Ihre Worte waren ein letzter schwacher Versuch, es doch noch zum Guten zu wenden. Doch da hätte sie auch bei den Schatten, um Verzeihung bitten sollen. Tenebrae blieb erstmal nur stehen und sagte nichts. Dann drehte er den Kopf halb zu ihr herum. „Wie ich schon sagte: Für das, was du getan hast, gibt es keine Entschuldigung!“

Dann öffnete er die Türe zu ihrem Kerker und ließ sie laut zufallen. Schloss dann ebenso hörbar ab und ging.

Lumen war wieder allein. Allein in dieser Dunkelheit und fühlte sich noch verlorerner, als zuvor.

Jetzt wo sie die Wahrheit kannte und der Magier sie wieder wie siezte und damit deutlich machte, dass es aus zwischen ihnen war, wusste sie nun, dass sie für immer hier in diesem dunklen Loch bleiben würde. Bis zu ihrem Ende.
 

Tenebraes Hände zitterten, als er aus dem Verließ zurückgekehrt hatte. Es hatte ihn mehr Kraft gekostet, den Grund für ihren Aufenthalt zuerläutern, als er gedacht hatte. Er dachte, es würde ihn nicht kümmern. Ihn unberührt lassen. Doch kaum das Lumen den Tod seiner Eltern ansprach und wissen wollte, ob der König wirklich der Mörder war, hatten seine Hände angefangen zu zittern. Er hatte es für einen kurzen Moment wieder vor sich gesehen. Seine Mutter und sein Vater, wie sie von den Flammen verschlungen wurden und sich die Seelen vor Schmerzen aus dem Leibe schrien. Aber dann verscheuchte er dieses Bild und versuchte ruhig zu bleiben. Sich davon nicht überwältigen zulassen. Nachdem er gegangen war und sie ihrem Schicksal überlassen hatte, fühlte er sich ermattet und kraftlos. Er sank in den Sessel und atmete schwer. Fragte sich warum es ihn selber so sehr mitnahm?

Es sollte ihm gleich sein. Immerhin lag es Jahre zurück. Doch die Erinnerung an seine im Feuer gefangenen Eltern ließ ihn nicht los. Er hörte wieder ihre Schreie und hatte den Geruch vom verbrannten Fleisch in der Nase. Übelkeit stieg in ihm hoch und er musste ein Würgen unterdrücken. Er presste sich die Hand auf den Mund, als er den bitteren Geschmack der Galle auf der Zunge schmeckte. Nur mit größter Kraftanstrengung konnte er diesen hinunterwürgen.

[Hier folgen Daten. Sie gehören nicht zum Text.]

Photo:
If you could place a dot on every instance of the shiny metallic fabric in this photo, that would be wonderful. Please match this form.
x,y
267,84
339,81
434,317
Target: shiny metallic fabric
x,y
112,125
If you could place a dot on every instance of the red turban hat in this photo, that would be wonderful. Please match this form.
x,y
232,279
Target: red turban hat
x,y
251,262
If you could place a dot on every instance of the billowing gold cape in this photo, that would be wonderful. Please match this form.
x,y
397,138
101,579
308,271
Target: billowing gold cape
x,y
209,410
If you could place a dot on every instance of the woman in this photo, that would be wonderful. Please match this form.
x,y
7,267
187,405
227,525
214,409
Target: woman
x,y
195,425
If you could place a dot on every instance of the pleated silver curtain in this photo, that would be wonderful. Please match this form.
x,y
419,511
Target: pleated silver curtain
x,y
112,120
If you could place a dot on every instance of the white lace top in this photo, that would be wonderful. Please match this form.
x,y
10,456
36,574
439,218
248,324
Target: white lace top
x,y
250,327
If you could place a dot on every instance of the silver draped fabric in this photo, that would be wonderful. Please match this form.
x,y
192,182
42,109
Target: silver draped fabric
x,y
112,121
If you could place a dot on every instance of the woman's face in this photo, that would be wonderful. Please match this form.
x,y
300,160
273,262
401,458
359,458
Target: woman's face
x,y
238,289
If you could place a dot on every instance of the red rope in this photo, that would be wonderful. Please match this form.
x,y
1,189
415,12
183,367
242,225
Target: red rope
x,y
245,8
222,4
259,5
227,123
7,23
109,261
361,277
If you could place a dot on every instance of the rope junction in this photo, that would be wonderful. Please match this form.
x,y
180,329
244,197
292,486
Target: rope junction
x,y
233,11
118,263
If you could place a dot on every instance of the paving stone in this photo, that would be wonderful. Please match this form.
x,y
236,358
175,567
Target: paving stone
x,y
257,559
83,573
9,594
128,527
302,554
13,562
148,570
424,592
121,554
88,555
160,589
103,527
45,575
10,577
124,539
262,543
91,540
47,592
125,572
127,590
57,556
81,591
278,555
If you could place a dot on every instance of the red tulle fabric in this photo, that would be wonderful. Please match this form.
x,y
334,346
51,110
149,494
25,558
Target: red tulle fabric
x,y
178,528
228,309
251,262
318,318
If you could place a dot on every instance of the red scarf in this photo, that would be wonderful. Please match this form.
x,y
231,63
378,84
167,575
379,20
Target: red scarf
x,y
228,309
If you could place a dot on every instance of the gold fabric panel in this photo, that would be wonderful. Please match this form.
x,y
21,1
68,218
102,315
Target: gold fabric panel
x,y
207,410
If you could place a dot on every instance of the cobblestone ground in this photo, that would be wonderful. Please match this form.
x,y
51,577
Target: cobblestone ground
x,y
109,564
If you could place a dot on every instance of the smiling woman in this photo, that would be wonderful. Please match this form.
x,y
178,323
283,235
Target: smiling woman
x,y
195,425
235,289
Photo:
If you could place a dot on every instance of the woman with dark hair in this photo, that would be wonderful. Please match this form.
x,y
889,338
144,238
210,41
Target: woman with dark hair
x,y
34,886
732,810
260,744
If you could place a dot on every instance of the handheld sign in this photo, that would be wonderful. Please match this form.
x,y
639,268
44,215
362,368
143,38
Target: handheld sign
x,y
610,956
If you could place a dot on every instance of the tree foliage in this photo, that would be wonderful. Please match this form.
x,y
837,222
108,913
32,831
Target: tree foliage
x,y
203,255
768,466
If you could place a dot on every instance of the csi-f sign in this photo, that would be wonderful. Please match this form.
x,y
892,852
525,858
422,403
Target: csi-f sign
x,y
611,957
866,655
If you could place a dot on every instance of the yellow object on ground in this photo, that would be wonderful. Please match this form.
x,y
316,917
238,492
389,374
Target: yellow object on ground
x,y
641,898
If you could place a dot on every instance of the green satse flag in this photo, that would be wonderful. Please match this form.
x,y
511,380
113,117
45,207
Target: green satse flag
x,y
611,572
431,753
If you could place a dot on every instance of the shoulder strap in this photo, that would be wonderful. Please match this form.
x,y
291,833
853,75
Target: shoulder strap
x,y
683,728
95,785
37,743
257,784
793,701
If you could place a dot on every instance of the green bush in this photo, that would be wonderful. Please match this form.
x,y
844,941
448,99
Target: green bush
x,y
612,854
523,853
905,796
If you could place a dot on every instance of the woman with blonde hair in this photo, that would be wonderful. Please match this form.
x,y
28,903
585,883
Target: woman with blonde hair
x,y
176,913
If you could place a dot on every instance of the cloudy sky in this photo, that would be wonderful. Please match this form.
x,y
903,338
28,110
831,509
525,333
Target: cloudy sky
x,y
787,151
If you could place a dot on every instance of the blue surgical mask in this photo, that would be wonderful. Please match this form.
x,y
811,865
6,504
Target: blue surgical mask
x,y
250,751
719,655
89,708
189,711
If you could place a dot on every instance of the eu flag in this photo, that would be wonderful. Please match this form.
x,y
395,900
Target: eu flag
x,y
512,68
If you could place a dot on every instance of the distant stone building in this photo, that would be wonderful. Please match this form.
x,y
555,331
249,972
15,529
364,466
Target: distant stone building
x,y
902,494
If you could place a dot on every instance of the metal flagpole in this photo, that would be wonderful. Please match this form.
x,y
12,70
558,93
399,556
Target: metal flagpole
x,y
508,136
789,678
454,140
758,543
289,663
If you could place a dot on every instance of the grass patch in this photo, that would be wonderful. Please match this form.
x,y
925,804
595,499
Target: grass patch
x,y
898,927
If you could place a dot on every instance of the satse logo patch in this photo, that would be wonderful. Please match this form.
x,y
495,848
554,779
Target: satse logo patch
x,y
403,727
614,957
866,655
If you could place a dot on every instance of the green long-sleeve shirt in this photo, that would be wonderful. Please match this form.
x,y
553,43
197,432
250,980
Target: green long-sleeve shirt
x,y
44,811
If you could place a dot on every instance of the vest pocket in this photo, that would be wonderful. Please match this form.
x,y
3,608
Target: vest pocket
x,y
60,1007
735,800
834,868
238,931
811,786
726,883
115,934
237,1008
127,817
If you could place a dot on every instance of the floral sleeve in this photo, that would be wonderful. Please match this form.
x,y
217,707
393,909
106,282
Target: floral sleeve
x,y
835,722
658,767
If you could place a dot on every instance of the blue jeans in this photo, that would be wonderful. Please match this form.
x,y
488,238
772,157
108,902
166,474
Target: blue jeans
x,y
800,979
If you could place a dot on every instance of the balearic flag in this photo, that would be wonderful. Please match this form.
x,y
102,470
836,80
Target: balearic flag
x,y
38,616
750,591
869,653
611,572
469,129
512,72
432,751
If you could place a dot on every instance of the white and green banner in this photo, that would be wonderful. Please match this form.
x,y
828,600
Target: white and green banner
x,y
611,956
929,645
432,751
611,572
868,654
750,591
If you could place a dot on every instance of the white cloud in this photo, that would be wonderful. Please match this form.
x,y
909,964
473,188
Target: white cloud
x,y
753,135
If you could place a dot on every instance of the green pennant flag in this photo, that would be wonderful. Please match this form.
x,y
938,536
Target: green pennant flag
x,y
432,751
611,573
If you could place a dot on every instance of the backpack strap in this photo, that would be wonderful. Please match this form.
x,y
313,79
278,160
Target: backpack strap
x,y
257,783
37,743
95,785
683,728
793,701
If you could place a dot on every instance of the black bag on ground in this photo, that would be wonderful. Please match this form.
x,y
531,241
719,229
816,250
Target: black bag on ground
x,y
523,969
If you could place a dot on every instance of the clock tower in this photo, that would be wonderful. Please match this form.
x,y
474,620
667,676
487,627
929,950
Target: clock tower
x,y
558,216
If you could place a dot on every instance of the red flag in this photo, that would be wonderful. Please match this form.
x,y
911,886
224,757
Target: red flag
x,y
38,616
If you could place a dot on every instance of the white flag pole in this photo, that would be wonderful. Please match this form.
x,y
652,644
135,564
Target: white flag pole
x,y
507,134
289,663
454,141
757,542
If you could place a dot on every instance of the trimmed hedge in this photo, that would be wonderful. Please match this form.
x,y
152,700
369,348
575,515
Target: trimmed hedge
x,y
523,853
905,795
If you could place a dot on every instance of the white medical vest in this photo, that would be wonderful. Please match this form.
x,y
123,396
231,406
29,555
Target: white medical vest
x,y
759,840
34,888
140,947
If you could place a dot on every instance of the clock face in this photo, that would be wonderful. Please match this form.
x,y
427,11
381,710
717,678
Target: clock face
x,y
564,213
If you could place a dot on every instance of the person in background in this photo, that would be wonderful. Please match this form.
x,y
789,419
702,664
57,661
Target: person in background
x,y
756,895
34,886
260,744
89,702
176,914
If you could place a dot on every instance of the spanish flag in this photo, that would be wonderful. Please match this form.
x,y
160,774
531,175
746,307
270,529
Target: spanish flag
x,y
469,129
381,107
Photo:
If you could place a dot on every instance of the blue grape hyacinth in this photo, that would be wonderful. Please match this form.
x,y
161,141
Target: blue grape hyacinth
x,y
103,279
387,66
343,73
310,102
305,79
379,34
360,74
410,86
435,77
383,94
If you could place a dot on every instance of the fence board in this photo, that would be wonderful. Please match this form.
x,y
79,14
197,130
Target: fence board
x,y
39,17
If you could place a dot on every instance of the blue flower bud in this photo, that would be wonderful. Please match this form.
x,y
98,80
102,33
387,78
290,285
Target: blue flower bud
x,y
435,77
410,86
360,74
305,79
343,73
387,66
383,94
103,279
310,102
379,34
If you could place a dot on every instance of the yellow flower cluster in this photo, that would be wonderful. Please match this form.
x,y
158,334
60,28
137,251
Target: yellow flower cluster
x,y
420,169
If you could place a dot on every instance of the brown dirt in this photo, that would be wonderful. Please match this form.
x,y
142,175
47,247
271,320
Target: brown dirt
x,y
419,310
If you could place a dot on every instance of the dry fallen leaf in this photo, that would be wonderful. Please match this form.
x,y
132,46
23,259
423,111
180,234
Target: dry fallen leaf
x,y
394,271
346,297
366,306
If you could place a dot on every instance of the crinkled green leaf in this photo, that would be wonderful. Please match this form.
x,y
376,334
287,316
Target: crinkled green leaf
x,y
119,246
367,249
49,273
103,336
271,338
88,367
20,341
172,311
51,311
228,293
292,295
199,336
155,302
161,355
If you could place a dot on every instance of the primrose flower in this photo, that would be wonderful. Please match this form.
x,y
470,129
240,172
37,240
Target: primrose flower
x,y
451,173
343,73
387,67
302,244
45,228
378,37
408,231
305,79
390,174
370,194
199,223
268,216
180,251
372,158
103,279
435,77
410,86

Doch die Kraftlosigkeit blieb.
 

Nachdem sie endlich die ganze Wahrheit erfahren hatte, ergab alles nun einen Sinn. Der Zorn auf ihren Vater. Der Entschluss in dieser Dunkelheit zuleben. Und warum er das Licht einer Kerze nicht ertragen konnte. Seit er mit ansehen musste, wie seine Eltern in den Flammen starben, war ihm die Dunkelheit zu einem Zuhause und zu einem Schutz geworden. Lumen hätte sich gerne eingeredet, dass das eine Lüge war. Doch als sie in die Augen des Magiers gesehen hatte, sah sie, dass er die Wahrheit sagte. Ihr Vater war wirklich ein Mörder.

Wie konnte er?

Hatte er ihr nicht selbst die Tugenden gelehrt, die ein guter Herrscher haben sollte. Mitgefühl, Güte und einen Sinn für Gerechtigkeit in sich tragend. Und trotzdem hatte er selber dagegen verstossen. Wie würde sie jemals ihren Vater sehen können, wie sie es als kleines Mädchen getan hatte, jetzt wo sie wusste, dass an den Händen ihres Vaters Blut klebte und einem Jungen seine Eltern genommen hatte?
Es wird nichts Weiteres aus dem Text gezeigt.